Mal a voz cansada, mas ainda assim sonora da Nobre Dama alcançara o ar atravessando o vento e superando magicamente o choro alto do bebê, a velha senhora sentira suas dores aliviando-se como se as próprias palavras da Rainha fossem bálsamo suave e gelado que recobria suas feridas.

O corpo do pequeno fora quente desde o começo. Mais quente que o habitual, demonstrando já que em seu coração a lava dominava a carne batendo brutalmente contra as costelas. Quando ficava em silêncio ouvindo apenas o barulho que este seu órgão vital fazia, o menino já crescido tinha a impressão de ouvir o chiado característico de quando a rocha derretida encontra as águas salgadas do mar produzindo grandes estalos, projeções de magma para o alto e muito vapor.

E ele sorria.

Sorria porque assim começava a conhecer sua própria natureza – o fogo que queima, mas que fecha feridas; o fogo que cozinha os alimentos, mas que queima a mão da cozinheira; o fogo que forja o aço, mas que queima aldeias.

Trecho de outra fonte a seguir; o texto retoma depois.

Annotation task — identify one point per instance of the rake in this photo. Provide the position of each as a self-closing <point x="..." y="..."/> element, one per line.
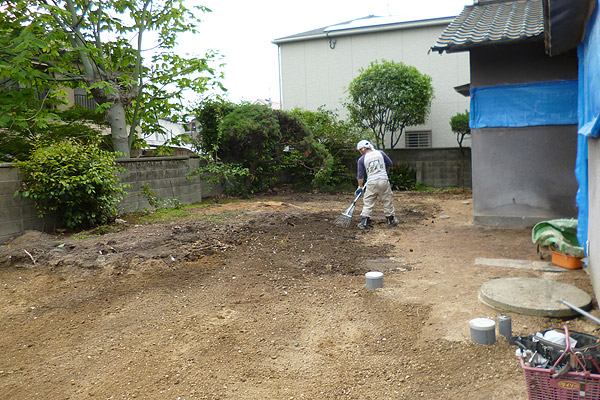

E o pequeno, nem mais tão pequeno entendia que no conhecimento de si mesmo e do âmago do que lhe constitui reside a força do guerreiro.

Saía com seu pai à caça sempre, desde que lhe nascera seu primeiro pelo pubiano. De longe gostava de ver-lhe a cor preta e branca – que muitos apontavam como desonrosa. Ela era sinal de que o primeiro pai de seu pai, impetuoso e guerreiro, havia tomado do segundo pai de seu pai, que criara o primeiro reino da terra, seu espólio de guerra por direito – a linda princesa. Seduzira-a, deitara-se com ela – o que era proibido!